Patrick Henry College in Virginia has become something of a lightning rod for criticism among higher education types because of its commitment to conservative political and religious principles and because of its high profile. Some of this criticism is perhaps justified, for example the requirement to affirm a literal six-day creation. But say what you want about PHC, you have to like this statement that I found on their web site:
Patrick Henry College is neither a church, nor a family. We are here to support these two institutions in the lives of our students, not supplant either of them.
Our support for the local church begins with both our requirement that students attend a local church on Sunday as well as our purposeful decision to not create our own campus church with its own Sunday services. We support the continuing role of the parents in the lives of our students in ways that are unique. For example, we send a copy of the semester grades to parents (when the student is a financial dependent). We also support the parents’ role in courtship.

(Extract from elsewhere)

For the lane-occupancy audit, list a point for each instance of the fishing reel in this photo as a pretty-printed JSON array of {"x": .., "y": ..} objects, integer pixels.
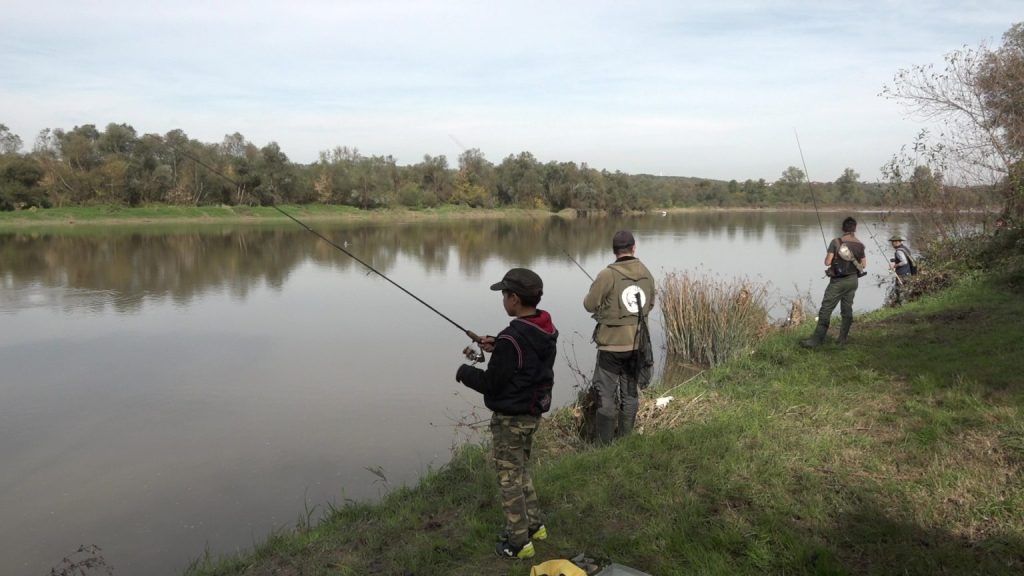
[{"x": 474, "y": 355}]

Yes. Universities are not families; healthy families do not accept or reject people based on the basis of grades or other performance factors. Neither are they churches, for the same reasons. Conversely, the factors that make a family or church healthy — unconditional acceptance, the absence of performance standards to attain merit, etc. — are precisely those things that make a university unhealthy. Christian colleges tend to be particularly bad at this. At least PHC seems to be getting this right.
And by the way, why do the “progressives” get upset when PHC apparently trains young people for public service in a conservative setting but will go their graves defending Antioch College‘s right to do the same thing from an opposite ideological point of view? (That is, if it weren’t for the fact that Antioch is out of business?)